Le boulevard la Saline et ses zones environnantes, dont la ruelle Desmangles, sont concernés par cette situation. D’après les informations des habitants de La Saline, le sous-commissariat de la zone serait sous le contrôle des bandits armés. Des personnes très connues ont été tuées, dont une tenancière d’une gargote populaire marchande, des jeunes de la zone ainsi que des passants.

Plusieurs familles sont plongées dans le deuil à cause des cadavres de leur proche qui s’amoncellent dans la zone Chabon et d’autres en décomposition près du Wharf de Jérémie. D’autres personnes qui sont sans nouvelle de leurs proches éprouvent actuellement de grandes inquiétudes.

Selon plusieurs témoignages, cette situation est causée par le conflit opposant les gangs de la Saline et de cité Soleil. Une situation qui paralyse les activités au marché Kwabosal, aussi bien celles des institutions environnantes, notamment le Parlement. Sac au dos, les riverains commencent à quitter la zone. « Nous sommes obligés de partir. On ne sait pas où l’on va, mais on doit partir. La situation est insoutenable et nous craignons pour nos vies et pour celles des membres de nos familles », déclare une jeune fille.

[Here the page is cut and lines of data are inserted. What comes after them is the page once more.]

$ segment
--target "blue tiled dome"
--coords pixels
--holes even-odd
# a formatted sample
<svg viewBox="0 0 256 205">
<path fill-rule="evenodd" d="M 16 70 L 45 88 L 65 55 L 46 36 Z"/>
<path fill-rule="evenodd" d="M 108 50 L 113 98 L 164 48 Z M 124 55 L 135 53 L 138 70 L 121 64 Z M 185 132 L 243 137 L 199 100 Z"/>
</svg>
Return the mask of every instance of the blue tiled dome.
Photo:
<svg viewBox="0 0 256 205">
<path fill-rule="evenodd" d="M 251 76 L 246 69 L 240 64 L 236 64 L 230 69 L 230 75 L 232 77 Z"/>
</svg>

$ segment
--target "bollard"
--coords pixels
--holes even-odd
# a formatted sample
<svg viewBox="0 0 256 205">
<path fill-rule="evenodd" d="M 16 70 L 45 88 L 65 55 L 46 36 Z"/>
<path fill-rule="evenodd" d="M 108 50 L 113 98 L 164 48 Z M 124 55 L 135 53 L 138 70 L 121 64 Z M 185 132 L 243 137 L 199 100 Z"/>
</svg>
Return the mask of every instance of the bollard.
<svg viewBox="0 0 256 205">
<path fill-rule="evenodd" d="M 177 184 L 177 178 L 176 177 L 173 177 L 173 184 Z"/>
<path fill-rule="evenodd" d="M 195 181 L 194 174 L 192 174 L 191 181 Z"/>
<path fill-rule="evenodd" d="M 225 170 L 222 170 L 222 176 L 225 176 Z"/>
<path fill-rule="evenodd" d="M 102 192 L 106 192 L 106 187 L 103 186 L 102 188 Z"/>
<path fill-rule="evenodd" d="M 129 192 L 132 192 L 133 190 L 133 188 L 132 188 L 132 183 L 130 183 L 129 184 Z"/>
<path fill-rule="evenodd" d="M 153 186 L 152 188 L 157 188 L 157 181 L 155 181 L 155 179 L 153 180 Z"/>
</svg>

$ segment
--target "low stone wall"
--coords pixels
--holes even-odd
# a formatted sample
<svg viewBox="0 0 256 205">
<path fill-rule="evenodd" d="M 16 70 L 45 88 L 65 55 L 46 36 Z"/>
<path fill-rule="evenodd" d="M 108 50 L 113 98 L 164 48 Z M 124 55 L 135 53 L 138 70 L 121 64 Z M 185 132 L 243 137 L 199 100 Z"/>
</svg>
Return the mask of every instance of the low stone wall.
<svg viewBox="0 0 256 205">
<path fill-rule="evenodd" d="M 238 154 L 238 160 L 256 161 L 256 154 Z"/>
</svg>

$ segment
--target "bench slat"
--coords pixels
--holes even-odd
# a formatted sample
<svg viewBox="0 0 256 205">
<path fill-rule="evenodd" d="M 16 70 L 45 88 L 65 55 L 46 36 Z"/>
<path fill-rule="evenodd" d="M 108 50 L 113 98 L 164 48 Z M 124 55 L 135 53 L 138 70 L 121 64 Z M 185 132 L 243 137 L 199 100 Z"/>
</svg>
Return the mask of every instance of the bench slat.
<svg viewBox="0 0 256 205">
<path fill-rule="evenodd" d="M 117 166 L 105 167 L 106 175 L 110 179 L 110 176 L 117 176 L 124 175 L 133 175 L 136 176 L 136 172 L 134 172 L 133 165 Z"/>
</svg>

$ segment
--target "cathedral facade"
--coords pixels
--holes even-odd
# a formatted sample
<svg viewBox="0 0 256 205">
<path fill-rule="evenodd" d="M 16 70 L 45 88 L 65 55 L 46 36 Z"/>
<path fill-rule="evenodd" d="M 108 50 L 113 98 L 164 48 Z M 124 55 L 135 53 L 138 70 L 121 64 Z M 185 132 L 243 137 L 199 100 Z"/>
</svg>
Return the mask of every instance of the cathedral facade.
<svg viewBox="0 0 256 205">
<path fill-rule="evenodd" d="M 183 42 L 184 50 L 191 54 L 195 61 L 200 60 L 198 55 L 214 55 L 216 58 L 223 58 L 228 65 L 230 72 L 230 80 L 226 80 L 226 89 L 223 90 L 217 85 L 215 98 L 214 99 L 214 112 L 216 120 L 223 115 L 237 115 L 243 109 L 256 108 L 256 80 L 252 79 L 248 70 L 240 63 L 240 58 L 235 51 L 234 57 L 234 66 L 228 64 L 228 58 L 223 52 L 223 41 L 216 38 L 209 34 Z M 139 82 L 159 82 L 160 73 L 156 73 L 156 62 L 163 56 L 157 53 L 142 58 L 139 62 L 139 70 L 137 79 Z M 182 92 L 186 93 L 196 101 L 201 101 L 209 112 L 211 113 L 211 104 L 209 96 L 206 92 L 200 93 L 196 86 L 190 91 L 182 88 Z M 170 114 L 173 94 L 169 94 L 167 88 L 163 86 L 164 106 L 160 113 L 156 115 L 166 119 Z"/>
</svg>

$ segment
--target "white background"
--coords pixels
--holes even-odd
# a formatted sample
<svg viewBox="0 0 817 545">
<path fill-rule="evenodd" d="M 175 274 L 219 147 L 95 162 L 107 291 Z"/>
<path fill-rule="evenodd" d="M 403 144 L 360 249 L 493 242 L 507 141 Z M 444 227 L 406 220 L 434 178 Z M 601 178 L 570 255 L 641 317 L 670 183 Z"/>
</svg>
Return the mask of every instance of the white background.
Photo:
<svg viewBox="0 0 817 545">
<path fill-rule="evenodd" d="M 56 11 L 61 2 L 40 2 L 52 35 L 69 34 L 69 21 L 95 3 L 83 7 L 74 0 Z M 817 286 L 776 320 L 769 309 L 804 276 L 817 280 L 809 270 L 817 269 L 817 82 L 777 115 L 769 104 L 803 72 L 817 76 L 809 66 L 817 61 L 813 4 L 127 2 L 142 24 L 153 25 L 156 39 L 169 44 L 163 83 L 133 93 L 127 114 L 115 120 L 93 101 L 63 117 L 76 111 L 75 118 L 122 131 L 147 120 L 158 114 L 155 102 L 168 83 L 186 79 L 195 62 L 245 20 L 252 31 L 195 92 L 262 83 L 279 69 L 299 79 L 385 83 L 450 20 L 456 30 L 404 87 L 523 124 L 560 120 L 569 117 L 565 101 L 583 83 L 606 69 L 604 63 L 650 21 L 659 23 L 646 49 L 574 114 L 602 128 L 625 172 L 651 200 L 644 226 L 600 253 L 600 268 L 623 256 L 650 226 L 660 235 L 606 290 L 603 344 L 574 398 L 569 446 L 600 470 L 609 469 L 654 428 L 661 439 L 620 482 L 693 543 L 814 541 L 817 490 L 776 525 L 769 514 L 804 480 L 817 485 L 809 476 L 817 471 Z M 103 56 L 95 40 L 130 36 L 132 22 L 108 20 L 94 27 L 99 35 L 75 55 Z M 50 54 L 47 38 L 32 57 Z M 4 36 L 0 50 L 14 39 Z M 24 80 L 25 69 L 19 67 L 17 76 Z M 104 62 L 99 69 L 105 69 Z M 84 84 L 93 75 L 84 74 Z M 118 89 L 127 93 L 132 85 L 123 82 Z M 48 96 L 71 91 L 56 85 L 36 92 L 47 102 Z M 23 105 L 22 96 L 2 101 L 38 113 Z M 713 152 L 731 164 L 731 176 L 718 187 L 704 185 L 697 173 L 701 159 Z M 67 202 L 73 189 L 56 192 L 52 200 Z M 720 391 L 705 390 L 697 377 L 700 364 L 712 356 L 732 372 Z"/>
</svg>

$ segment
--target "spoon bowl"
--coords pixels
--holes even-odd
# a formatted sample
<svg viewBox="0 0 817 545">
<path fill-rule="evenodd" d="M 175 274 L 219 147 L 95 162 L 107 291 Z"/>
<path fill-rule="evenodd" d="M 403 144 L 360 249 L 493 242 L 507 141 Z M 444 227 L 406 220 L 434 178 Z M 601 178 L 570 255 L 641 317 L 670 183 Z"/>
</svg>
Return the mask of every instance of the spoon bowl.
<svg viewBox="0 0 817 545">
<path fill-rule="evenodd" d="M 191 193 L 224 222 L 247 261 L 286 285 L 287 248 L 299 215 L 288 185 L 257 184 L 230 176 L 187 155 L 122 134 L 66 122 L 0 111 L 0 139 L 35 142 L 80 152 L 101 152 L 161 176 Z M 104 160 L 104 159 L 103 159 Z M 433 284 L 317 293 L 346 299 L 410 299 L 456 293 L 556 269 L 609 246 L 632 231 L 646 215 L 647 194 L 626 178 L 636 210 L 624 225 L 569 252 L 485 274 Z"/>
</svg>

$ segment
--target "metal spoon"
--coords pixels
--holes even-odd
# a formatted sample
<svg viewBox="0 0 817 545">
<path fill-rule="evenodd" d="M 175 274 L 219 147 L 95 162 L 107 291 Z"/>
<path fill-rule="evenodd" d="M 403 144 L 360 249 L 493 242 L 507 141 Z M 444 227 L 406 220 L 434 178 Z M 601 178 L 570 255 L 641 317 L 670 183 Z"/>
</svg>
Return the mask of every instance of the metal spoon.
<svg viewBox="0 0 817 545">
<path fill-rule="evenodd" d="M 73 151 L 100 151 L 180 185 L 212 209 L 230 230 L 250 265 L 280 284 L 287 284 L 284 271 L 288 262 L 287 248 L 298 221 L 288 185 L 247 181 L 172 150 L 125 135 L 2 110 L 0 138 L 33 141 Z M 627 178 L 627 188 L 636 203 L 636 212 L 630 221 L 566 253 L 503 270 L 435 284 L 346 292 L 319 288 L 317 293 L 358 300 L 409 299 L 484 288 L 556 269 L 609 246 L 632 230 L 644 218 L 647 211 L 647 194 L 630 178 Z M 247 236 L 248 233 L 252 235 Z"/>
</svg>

D’un autre côté, une dame raconte sa peine d’avoir trouvé le cadavre de son neveu étendu près de la mer : « Il était orphelin de père et de mère. Je l’ai élevé. Je l’ai éduqué. Aujourd’hui, les bandits me donnent son cadavre en guise de récompense. » Questionnée sur sa situation de vie, elle explique que vivre en Haïti est une malédiction. Cette femme qui croit qu’un visa immigrant aurait changé sa vie, en ce sens elle critique sa famille qui l’a abandonné en Haïti, un pays sans espoir.

Questionné sur la protection éventuelle de la Police une riveraine a déclaré que même les policiers ne sont pas à l’abri : « Ils devraient eux-mêmes sauver leur peau. Jetez un coup d’oeil près du commissariat de Saint Joseph, vous verrez des cadavres. Ce fait témoigne de l’impuissance de cette institution », déplore-t-elle.

Jusqu’à présent, les autorités policières sont restées muettes et l’Exécutif est impassible face à la détérioration de cette situation pour le moins angoissante. Contacté par le journal, le porte-parole de la PNH, Michel-Ange Louis- Jeune, demeure quant à lui injoignable. Nos messages sont restés sans réponse en dépit de l’importance que revêt cette situation.

Le directeur de Défenseurs Plus, Antonal Mortimé, a dénoncé ce qu’il appelle une « inaction des autorités policières » face aux troubles que sèment les bandits de la Saline qui lynchent les membres de la population pour les jeter dans les ordures. Selon lui, cette situation qui a duré plus de trois semaines est une atteinte grave aux principes élémentaires des droits humains.